La violence du quotidien se voit illustrée dans son apparat le plus insupportable. Démineurs suit le périple répétitif de 3 membres experts en désamorçages. Comme Kubrick construisait son Vietnam à travers les pans anguleux de bâtisses embusquées, Katryn Bigelow (Point Break, Aux frontières de l’aube) fabrique son Irak grâce à l’âpreté du climat et de ses ruines. Chaque plan illustre la suspicion et la prudence des soldats inquiets pour leur vie. Impossible pour eux de travailler sereinement. D’une part car leur travail exige une maitrise infaillible, d’autre part car ces américains savent qu’ils violent constamment un territoire hostile.
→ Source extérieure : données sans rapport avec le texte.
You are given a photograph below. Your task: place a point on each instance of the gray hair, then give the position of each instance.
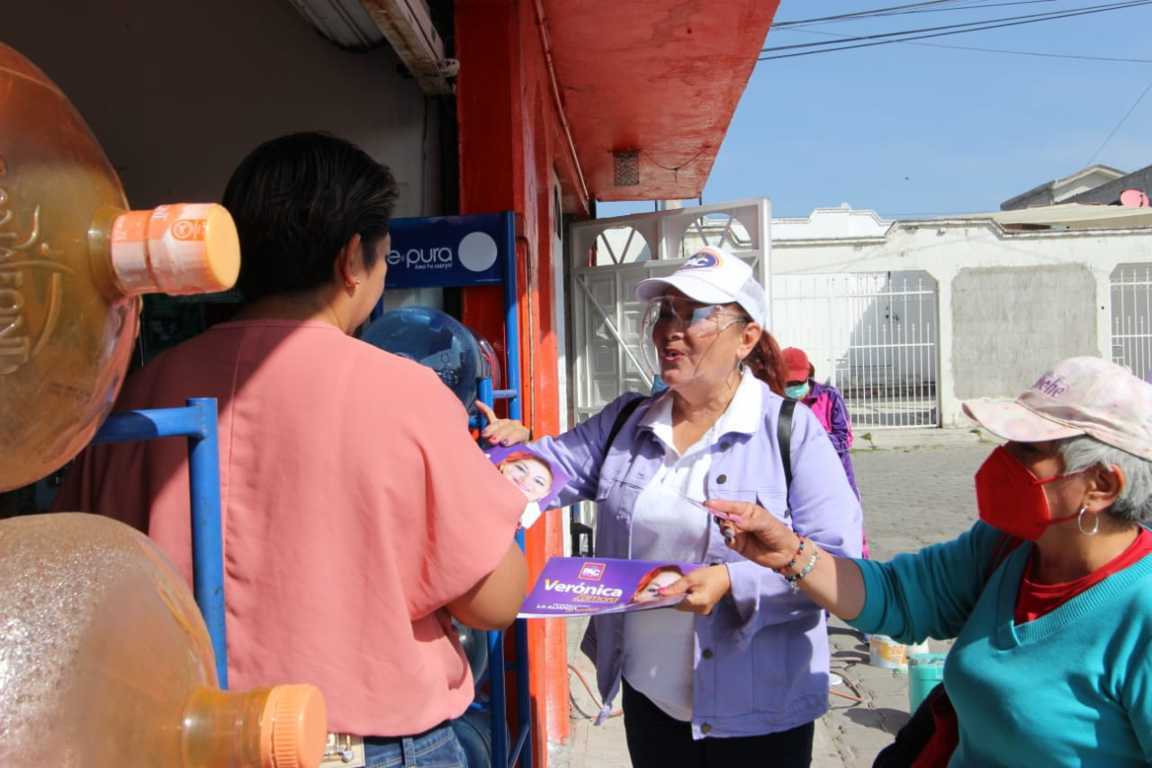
(1135, 501)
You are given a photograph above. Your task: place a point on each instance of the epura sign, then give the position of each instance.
(449, 250)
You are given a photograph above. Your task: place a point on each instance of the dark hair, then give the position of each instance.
(297, 200)
(767, 364)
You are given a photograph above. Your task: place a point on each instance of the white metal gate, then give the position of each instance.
(611, 256)
(1131, 317)
(873, 335)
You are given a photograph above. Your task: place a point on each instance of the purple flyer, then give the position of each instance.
(538, 478)
(585, 586)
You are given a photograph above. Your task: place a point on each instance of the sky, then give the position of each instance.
(912, 130)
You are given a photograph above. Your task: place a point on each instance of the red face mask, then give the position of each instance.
(1012, 499)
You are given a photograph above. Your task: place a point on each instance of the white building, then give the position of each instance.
(907, 316)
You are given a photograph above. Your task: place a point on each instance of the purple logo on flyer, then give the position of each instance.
(575, 586)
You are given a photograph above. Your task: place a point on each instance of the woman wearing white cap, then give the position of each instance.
(1048, 597)
(741, 674)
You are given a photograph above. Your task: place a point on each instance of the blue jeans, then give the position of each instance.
(434, 749)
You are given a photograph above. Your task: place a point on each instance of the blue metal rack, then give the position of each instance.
(197, 421)
(520, 744)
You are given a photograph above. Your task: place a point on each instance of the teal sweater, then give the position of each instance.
(1073, 687)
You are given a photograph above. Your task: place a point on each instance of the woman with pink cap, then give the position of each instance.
(1048, 595)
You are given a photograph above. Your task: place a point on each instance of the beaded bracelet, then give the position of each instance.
(796, 578)
(791, 563)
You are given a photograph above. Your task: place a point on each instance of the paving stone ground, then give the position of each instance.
(914, 495)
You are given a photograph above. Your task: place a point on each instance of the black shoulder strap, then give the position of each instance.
(621, 419)
(783, 439)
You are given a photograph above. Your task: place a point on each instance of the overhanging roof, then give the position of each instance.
(1074, 215)
(661, 77)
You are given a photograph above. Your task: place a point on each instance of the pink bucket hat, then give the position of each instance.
(1080, 396)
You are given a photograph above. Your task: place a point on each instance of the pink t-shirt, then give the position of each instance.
(355, 506)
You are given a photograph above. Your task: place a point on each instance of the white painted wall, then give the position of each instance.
(844, 241)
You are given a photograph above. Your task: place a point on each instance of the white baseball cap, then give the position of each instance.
(1078, 396)
(712, 276)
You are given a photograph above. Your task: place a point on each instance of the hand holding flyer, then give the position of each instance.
(581, 586)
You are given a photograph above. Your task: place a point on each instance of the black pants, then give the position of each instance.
(657, 740)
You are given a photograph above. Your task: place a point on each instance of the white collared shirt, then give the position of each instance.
(659, 645)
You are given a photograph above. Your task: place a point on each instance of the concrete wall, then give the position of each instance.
(1009, 324)
(179, 92)
(1054, 290)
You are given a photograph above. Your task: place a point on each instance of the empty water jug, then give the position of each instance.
(73, 265)
(105, 661)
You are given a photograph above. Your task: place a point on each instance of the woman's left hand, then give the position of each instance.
(703, 588)
(501, 432)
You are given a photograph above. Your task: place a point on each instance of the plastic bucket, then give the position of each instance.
(925, 671)
(886, 653)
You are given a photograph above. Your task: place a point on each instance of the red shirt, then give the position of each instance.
(1036, 600)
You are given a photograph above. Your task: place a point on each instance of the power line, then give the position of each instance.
(900, 10)
(1005, 51)
(1121, 123)
(914, 35)
(1003, 21)
(858, 14)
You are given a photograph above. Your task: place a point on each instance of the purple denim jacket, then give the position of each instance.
(762, 656)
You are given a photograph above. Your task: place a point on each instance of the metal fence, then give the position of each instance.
(1131, 317)
(873, 335)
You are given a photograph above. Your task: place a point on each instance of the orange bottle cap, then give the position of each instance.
(294, 728)
(190, 248)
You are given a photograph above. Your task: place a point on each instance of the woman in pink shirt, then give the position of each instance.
(358, 516)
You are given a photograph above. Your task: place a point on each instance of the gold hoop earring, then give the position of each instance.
(1096, 522)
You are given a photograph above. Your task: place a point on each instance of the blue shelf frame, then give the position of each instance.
(520, 742)
(197, 421)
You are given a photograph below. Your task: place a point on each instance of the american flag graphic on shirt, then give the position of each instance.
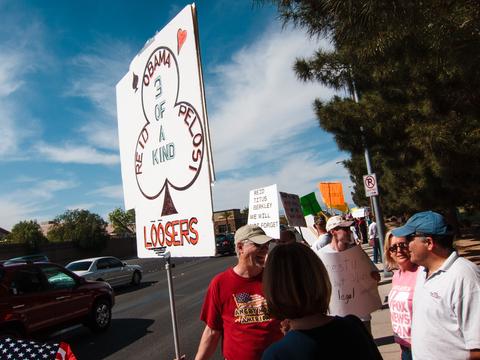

Par scènes-trop répétitives-, Bigelow fait monter la tension quand au sort des marines. L’ouverture ressemble à la majesté dramatique d’un opéra où l’on devine que quelque chose va se passer. La réalisatrice adopte un style très tendance : caméra au poing, image granuleuse, effet faux reportage. Somptueux. Mais ce coup de maître a pour conséquence d’affadir le reste. Bien sûr, le but est de montrer un quotidien, d’éprouver la peur de la mort à chaque coin de rue. Mais au bout de la troisième bombe déminée, on a compris. Bigelow s’essaie alors au psychologique. Véritable point faible de ce Démineurs, les scènes blablatées se perdent comme dans les tempêtes de sables irakiennes. On arrive tout de même à saisir un certain mode de vie pour le soldat, sa brutalité apparente cachant une fêlure morale. Particulièrement touchant quand la tête brulée William James (Jeremy Renner) craque sous la douche. Réussi aussi cette embuscade dans le désert. On a l’occasion, le temps d’une scène, d’apprécier le jeu de Ralph Fiennes.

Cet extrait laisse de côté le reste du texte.